Si me querés, quereme trava
Es difícil y doloroso hablar de nuestros sentimientos. A la gran mayoría nos sucede lo mismo: terminamos en la calle porque conocemos alguna amiga que lo hace y creemos que es de la única forma que podemos entablar vínculos, porque nos expulsan de nuestros hogares, de las escuelas.

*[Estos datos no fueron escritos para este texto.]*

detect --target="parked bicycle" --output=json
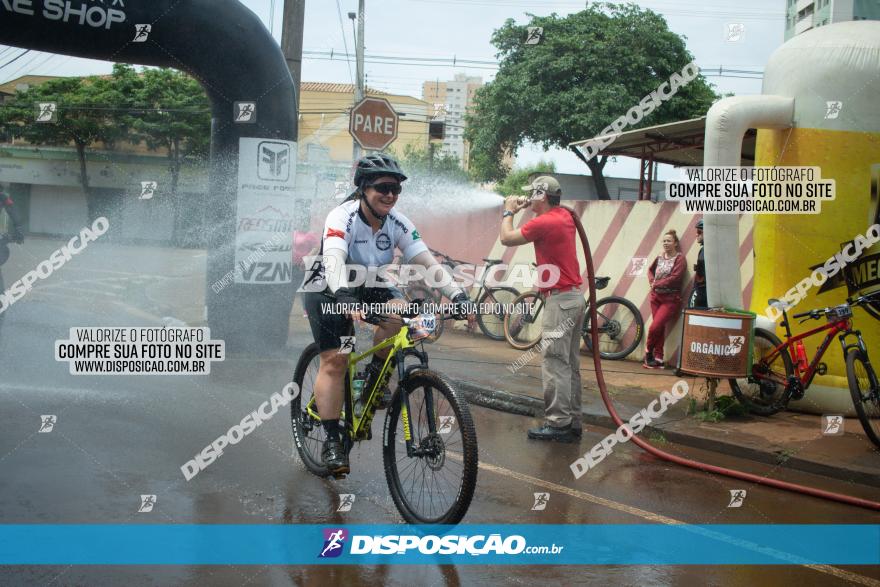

La mayoría de las maricas bancan, de esa forma, a su familia, a esa misma que, en numerosos casos, las echaron de chicas. Muchas vienen de las provincias. Ayudan a comprar la comida para sus hermanitos, las cosas del colegio, cosas para su familia. Esa es la manera que tenemos muchas travas de creer que con plata podemos comprar afecto. ¿Y cómo obtenemos dinero? De la prostitución. ¿Cómo no se le erizan los pelos a una familia que sabe que una se pasa toda la noche cogiéndose tipos, parada en una esquina donde la policía nos caga a palos, donde nos pueden matar, o agarrar cualquier enfermedad, donde estamos duras del frío con una botella de copeteo en la mano para poder aguantar toda esa situación? En general, nuestras familias también naturalizan el rol impuesto para las travas.
Amores travas
Con los chongos pasa lo mismo. Muchas veces sucede que hay uno de turno al que le bancamos las zapatillas, la comida, se queda tirado mirando la tele mientras una está parada en la esquina. En numerosas ocasiones ese tipo tiene una familia con hijos y una los termina manteniendo a todos. Porque estamos siempre buscando ese cariño, ese amor. Cuando era marica me sucedía. Chupaba diez pijas antes de ir a bailar, me hacía cien pesos , y después, en el boliche, tenía mucha gente alrededor porque compraba copeteo todo el tiempo, y decían: “mi amiga la trava”, pero después no les importaba si no aparecía porque me había pasado la noche en cana o porque me dieron una paliza y estaba con las piernas reventadas.
Así es como a veces vamos construyendo nuestros vínculos, con el dinero de por medio, con regalos. Es muy triste pero es la realidad, es en lo que nos quiere convertir la sociedad, el sistema capitalista y patriarcal, en cosas, en objetos de consumo, y muchas veces es así como vemos a lxs demás. Buscamos el afecto que los prostituyentes tampoco nos dan.
Otras veces es nuestro mismo chongo el que nos prostituye. Pareciera un premio, la realización absoluta decir “tengo marido”, como si esa fuera la panacea. Pero, ¿bajo qué condiciones? Siendo explotada todas las noches en una esquina por los prostituyentes, por el Estado, por los ratis y por ese mismo “marido”, mientras el señor se la pasa en el sillón con el control remoto. ¿Qué clase de “amor”, compañerismo, es ese? La única forma de vernos en público es en una fiesta de travas, un boliche o una reunión, porque no nos va a acompañar a todos lados. Siempre estamos ocultas, muy pocas conocemos sus familias. En la clandestinidad está todo bien, pero no van a perder sus privilegios de varón, la mirada de los demás sobre ellos como hombre, porque si están con una trava les dicen puto. No cualquiera puede cargar con las miradas, porque si hay algo que nosotras no somos, es invisibles. No hay forma de que las travas pasemos desapercibidas. Y a algunos de nuestro chongos les cuesta hacerse cargo, son relaciones que están basadas en la clandestinidad. Por ese motivo muchos de nuestros maridos tienen historias terribles como las nuestras. Nosotras también tenemos instalado el discurso del amor romántico… y en el fondo, muchas vamos buscando en los prostituyentes a ese príncipe azul que te saque de la esquina.